# Buffer/Polisher????



## BigKev77 (Feb 16, 2008)

What rpm range should I be looking for in a machine? A particular machine you suggest? Which wheels and compounds to remove oxidation and to polish? I just don't feel like the grider I sharpen lawn mower blades on is the right michine to refurbish pipes. I have seached and just can't find a concrete answer.


----------



## woops (Aug 5, 2007)

Here is some information that I came across that may be helpful to you. It came from The Virtual Smoking Lounge. Here is the link and some info, hope it helps:

Ask Dave Q&A @ The Virtual Smoking Lounge


Q. What kind of buffing machine should I get for working on pipes? 
A. There are diverse opinions about which type and speed of buffing machine is best for refurbishing and maintaining pipes. However, the information below should help you make an appropriate selection.

In general, the goal is to provide excellent results while keeping the surface feet per minute (SFPM) at an acceptably low rate. This ensures the stems and/or pipes are not damaged through excessive friction and heat. Slower rotating speeds also help prevent unintentional reshaping of the pipe or stem due to rapid sanding or polishing.

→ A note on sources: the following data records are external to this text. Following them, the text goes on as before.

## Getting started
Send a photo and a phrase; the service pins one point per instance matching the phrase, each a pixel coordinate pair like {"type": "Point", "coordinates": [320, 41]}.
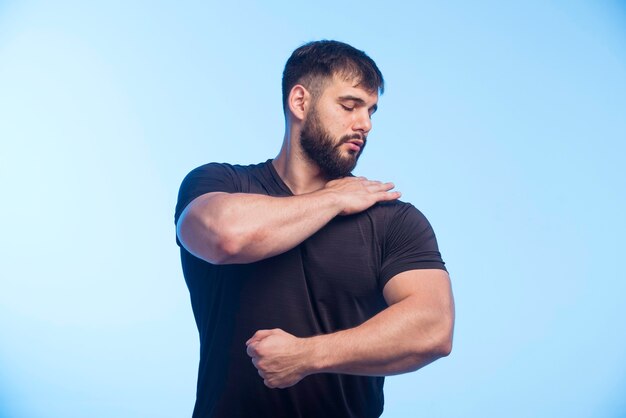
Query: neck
{"type": "Point", "coordinates": [294, 168]}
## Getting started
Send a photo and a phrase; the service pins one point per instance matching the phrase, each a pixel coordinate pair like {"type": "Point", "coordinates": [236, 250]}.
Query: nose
{"type": "Point", "coordinates": [363, 122]}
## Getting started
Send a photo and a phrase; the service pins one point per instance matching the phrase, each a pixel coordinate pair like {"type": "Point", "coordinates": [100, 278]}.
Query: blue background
{"type": "Point", "coordinates": [504, 122]}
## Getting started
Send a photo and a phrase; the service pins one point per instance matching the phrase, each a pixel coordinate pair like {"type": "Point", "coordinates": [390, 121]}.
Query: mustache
{"type": "Point", "coordinates": [347, 138]}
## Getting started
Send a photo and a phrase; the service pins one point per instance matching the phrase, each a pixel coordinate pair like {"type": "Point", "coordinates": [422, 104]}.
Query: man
{"type": "Point", "coordinates": [309, 285]}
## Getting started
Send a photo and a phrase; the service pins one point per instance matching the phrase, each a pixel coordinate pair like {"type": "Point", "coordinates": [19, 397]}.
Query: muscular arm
{"type": "Point", "coordinates": [225, 228]}
{"type": "Point", "coordinates": [415, 330]}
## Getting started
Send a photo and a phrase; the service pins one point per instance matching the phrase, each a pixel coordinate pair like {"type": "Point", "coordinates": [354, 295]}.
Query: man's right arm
{"type": "Point", "coordinates": [240, 228]}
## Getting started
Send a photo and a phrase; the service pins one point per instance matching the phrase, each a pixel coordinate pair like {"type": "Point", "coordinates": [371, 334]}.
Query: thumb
{"type": "Point", "coordinates": [259, 335]}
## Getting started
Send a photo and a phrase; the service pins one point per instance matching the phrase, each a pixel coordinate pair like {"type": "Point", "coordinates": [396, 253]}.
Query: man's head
{"type": "Point", "coordinates": [342, 85]}
{"type": "Point", "coordinates": [315, 64]}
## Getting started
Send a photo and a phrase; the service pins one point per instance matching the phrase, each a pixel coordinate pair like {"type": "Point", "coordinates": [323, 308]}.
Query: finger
{"type": "Point", "coordinates": [251, 350]}
{"type": "Point", "coordinates": [385, 196]}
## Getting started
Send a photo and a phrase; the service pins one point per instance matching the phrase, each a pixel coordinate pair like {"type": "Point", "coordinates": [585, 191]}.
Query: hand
{"type": "Point", "coordinates": [356, 194]}
{"type": "Point", "coordinates": [279, 357]}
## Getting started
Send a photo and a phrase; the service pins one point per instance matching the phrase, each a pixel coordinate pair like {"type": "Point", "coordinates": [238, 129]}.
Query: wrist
{"type": "Point", "coordinates": [316, 354]}
{"type": "Point", "coordinates": [332, 199]}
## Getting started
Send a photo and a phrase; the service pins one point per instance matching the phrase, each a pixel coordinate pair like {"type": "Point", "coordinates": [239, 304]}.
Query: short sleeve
{"type": "Point", "coordinates": [212, 177]}
{"type": "Point", "coordinates": [410, 244]}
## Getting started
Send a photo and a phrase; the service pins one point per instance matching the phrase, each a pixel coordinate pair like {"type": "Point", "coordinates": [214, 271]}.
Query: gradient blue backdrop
{"type": "Point", "coordinates": [504, 122]}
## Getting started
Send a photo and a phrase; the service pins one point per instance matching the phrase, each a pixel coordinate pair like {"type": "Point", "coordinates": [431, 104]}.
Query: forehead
{"type": "Point", "coordinates": [338, 87]}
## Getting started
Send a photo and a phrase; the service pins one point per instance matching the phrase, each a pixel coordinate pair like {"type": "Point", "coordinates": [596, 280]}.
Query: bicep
{"type": "Point", "coordinates": [193, 226]}
{"type": "Point", "coordinates": [430, 289]}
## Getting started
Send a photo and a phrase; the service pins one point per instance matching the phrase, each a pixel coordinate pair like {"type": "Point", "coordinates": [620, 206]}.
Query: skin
{"type": "Point", "coordinates": [224, 228]}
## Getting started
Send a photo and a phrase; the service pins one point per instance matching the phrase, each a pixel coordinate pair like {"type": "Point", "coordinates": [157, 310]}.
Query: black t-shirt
{"type": "Point", "coordinates": [330, 282]}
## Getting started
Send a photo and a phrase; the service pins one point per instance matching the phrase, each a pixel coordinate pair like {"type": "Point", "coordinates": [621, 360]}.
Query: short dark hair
{"type": "Point", "coordinates": [316, 62]}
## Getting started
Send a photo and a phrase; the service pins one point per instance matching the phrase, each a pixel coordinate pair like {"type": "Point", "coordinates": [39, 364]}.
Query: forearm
{"type": "Point", "coordinates": [243, 228]}
{"type": "Point", "coordinates": [399, 339]}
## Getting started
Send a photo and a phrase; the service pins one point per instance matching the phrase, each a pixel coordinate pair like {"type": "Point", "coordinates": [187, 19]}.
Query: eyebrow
{"type": "Point", "coordinates": [358, 100]}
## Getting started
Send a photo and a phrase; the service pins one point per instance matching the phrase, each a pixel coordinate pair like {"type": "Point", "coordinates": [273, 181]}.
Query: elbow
{"type": "Point", "coordinates": [441, 339]}
{"type": "Point", "coordinates": [224, 249]}
{"type": "Point", "coordinates": [443, 348]}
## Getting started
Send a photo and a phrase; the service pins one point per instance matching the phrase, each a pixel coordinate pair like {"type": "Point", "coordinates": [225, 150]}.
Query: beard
{"type": "Point", "coordinates": [320, 148]}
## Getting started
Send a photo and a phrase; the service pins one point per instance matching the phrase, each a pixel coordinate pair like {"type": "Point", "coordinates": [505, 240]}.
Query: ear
{"type": "Point", "coordinates": [298, 101]}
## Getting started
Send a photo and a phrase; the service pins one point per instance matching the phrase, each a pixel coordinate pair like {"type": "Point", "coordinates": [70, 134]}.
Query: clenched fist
{"type": "Point", "coordinates": [281, 359]}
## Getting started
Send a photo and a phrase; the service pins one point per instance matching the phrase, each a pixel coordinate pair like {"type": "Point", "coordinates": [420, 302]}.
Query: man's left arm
{"type": "Point", "coordinates": [413, 331]}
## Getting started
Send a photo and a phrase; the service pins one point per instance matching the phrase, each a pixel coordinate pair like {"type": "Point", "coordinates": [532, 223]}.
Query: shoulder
{"type": "Point", "coordinates": [215, 170]}
{"type": "Point", "coordinates": [396, 210]}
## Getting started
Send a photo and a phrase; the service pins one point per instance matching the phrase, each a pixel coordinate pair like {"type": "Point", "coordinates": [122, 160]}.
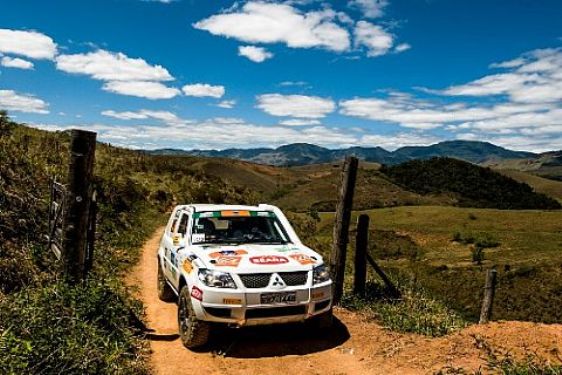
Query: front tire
{"type": "Point", "coordinates": [194, 333]}
{"type": "Point", "coordinates": [165, 292]}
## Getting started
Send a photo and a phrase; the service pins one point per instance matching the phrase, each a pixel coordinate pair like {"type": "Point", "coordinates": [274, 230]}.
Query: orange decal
{"type": "Point", "coordinates": [234, 213]}
{"type": "Point", "coordinates": [303, 259]}
{"type": "Point", "coordinates": [187, 266]}
{"type": "Point", "coordinates": [223, 253]}
{"type": "Point", "coordinates": [228, 261]}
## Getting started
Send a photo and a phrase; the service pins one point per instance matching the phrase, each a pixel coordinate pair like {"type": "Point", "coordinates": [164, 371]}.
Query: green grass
{"type": "Point", "coordinates": [525, 246]}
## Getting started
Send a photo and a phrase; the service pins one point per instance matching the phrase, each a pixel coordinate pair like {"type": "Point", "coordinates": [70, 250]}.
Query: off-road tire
{"type": "Point", "coordinates": [165, 292]}
{"type": "Point", "coordinates": [194, 333]}
{"type": "Point", "coordinates": [323, 321]}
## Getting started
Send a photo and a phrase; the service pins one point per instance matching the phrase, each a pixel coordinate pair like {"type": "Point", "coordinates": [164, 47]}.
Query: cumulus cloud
{"type": "Point", "coordinates": [227, 104]}
{"type": "Point", "coordinates": [11, 62]}
{"type": "Point", "coordinates": [142, 89]}
{"type": "Point", "coordinates": [374, 38]}
{"type": "Point", "coordinates": [535, 77]}
{"type": "Point", "coordinates": [255, 54]}
{"type": "Point", "coordinates": [299, 122]}
{"type": "Point", "coordinates": [263, 22]}
{"type": "Point", "coordinates": [203, 90]}
{"type": "Point", "coordinates": [299, 106]}
{"type": "Point", "coordinates": [111, 66]}
{"type": "Point", "coordinates": [31, 44]}
{"type": "Point", "coordinates": [370, 8]}
{"type": "Point", "coordinates": [13, 101]}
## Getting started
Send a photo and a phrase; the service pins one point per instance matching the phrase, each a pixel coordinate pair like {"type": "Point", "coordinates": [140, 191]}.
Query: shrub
{"type": "Point", "coordinates": [415, 312]}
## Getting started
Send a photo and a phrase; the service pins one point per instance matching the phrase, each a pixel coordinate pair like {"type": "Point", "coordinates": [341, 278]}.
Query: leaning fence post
{"type": "Point", "coordinates": [489, 292]}
{"type": "Point", "coordinates": [77, 204]}
{"type": "Point", "coordinates": [341, 227]}
{"type": "Point", "coordinates": [361, 244]}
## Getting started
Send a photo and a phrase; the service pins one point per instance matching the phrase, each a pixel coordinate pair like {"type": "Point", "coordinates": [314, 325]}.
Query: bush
{"type": "Point", "coordinates": [415, 312]}
{"type": "Point", "coordinates": [62, 329]}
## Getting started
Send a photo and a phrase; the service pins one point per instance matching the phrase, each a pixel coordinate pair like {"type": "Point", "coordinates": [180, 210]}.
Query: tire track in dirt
{"type": "Point", "coordinates": [354, 346]}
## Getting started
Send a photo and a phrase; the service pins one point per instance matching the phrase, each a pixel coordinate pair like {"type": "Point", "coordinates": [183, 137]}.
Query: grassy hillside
{"type": "Point", "coordinates": [542, 185]}
{"type": "Point", "coordinates": [428, 244]}
{"type": "Point", "coordinates": [472, 185]}
{"type": "Point", "coordinates": [45, 325]}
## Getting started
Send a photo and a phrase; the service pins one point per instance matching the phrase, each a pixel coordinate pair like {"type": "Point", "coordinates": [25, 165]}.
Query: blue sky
{"type": "Point", "coordinates": [219, 74]}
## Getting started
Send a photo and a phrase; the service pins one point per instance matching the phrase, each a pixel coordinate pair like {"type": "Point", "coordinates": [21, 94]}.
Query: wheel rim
{"type": "Point", "coordinates": [161, 281]}
{"type": "Point", "coordinates": [183, 315]}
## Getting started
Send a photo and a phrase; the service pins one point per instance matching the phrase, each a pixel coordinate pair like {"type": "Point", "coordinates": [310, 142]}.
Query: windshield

To achieve this balance of performance and quality control, many prefer six or eight inch wheels spinning at 1725 RPMs or even slower. This results in an SFPM of about 2700 for a six inch wheel or 3600 for an eight inch wheel. (SFPM can be calculated with this formula: Wheel Diameter x RPM x 3.14 / 12. For example, 6" x 1725 x 3.14 / 12 = 2708.) Excellent results can be obtained with faster speeds, but greater care is necessary to avoid damaging the stem or pipe.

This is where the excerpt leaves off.